Protein structure generation via folding diffusion

Kevin E. Wu,Kevin K. Yang,Rianne van den Berg,Sarah Alamdari,James Y. Zou,Alex X. Lu,Ava P. Amini
DOI: https://doi.org/10.1038/s41467-024-45051-2
IF: 16.6
2024-02-05
Nature Communications
Abstract:Abstract The ability to computationally generate novel yet physically foldable protein structures could lead to new biological discoveries and new treatments targeting yet incurable diseases. Despite recent advances in protein structure prediction, directly generating diverse, novel protein structures from neural networks remains difficult. In this work, we present a diffusion-based generative model that generates protein backbone structures via a procedure inspired by the natural folding process. We describe a protein backbone structure as a sequence of angles capturing the relative orientation of the constituent backbone atoms, and generate structures by denoising from a random, unfolded state towards a stable folded structure. Not only does this mirror how proteins natively twist into energetically favorable conformations, the inherent shift and rotational invariance of this representation crucially alleviates the need for more complex equivariant networks.
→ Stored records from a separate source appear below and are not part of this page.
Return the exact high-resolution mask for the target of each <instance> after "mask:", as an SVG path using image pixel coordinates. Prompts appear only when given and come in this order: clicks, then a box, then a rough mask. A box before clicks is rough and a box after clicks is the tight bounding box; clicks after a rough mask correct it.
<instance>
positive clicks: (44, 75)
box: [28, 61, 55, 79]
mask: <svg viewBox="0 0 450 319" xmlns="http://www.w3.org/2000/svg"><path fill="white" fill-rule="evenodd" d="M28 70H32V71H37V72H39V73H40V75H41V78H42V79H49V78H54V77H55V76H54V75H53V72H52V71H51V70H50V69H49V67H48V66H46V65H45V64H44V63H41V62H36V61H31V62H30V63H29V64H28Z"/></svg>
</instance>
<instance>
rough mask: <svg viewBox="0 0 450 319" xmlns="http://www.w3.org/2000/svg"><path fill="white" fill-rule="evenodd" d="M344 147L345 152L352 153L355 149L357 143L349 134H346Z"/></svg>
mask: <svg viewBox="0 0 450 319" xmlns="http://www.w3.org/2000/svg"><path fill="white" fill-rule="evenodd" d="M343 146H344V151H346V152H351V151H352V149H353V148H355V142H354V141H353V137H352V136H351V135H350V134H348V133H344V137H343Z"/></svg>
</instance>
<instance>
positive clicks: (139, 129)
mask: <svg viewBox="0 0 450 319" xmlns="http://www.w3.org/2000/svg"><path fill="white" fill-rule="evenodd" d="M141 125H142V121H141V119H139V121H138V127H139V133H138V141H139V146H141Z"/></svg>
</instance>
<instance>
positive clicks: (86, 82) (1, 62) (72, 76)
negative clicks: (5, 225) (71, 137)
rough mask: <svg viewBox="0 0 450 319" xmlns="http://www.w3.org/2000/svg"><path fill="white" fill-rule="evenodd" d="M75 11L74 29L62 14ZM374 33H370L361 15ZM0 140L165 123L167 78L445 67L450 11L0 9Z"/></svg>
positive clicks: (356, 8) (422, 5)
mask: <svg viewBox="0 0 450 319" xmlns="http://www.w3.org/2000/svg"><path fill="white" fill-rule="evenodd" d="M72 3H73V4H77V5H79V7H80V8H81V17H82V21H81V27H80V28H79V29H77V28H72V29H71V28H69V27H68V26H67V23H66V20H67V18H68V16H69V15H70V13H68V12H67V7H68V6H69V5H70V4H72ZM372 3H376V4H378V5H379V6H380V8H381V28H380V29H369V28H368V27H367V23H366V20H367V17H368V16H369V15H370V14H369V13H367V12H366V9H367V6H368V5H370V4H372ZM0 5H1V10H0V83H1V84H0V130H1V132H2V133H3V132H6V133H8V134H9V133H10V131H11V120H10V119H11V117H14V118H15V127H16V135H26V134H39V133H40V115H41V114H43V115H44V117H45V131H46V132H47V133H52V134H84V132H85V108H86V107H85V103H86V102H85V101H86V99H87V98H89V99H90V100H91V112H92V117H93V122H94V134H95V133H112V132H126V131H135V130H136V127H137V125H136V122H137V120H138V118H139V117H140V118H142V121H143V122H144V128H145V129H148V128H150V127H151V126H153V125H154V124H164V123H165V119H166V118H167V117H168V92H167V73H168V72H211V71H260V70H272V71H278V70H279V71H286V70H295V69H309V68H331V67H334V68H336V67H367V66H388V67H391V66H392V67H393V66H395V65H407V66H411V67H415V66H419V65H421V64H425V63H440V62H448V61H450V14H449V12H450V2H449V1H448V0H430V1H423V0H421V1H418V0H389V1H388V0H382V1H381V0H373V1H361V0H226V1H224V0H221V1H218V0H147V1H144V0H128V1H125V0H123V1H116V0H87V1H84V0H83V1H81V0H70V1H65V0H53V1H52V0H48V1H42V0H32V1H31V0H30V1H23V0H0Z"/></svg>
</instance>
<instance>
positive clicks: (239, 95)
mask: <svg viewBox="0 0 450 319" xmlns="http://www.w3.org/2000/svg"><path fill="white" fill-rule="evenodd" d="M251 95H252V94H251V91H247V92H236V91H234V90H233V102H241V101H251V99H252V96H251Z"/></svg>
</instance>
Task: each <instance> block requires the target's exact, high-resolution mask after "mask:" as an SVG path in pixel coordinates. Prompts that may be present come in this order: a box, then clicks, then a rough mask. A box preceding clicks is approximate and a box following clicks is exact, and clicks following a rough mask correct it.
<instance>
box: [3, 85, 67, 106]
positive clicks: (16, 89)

We train a denoising diffusion probabilistic model with a simple transformer backbone and demonstrate that our resulting model unconditionally generates highly realistic protein structures with complexity and structural patterns akin to those of naturally-occurring proteins. As a useful resource, we release an open-source codebase and trained models for protein structure diffusion.
multidisciplinary sciences
What problem does this paper attempt to address?
This paper aims to address the problem of how to generate novel and physically foldable protein structures through computer computation. Current methods face challenges in directly producing diverse and realistic protein structures from neural networks. The research team proposes a diffusion-based generative model inspired by the natural folding process of proteins, which describes the structure based on the angles between amino acids in the protein backbone and gradually generates stable folding structures through a denoising process from a random unfolded state. This approach reduces the need for complex energy landscape networks and is capable of generating highly realistic protein structures. The paper also mentions that the generated protein structures exhibit similar complexity and structural patterns to natural proteins, which may aid in discovering new therapies for currently incurable diseases. Additionally, they have developed an open-source code repository and training model for protein structure diffusion research.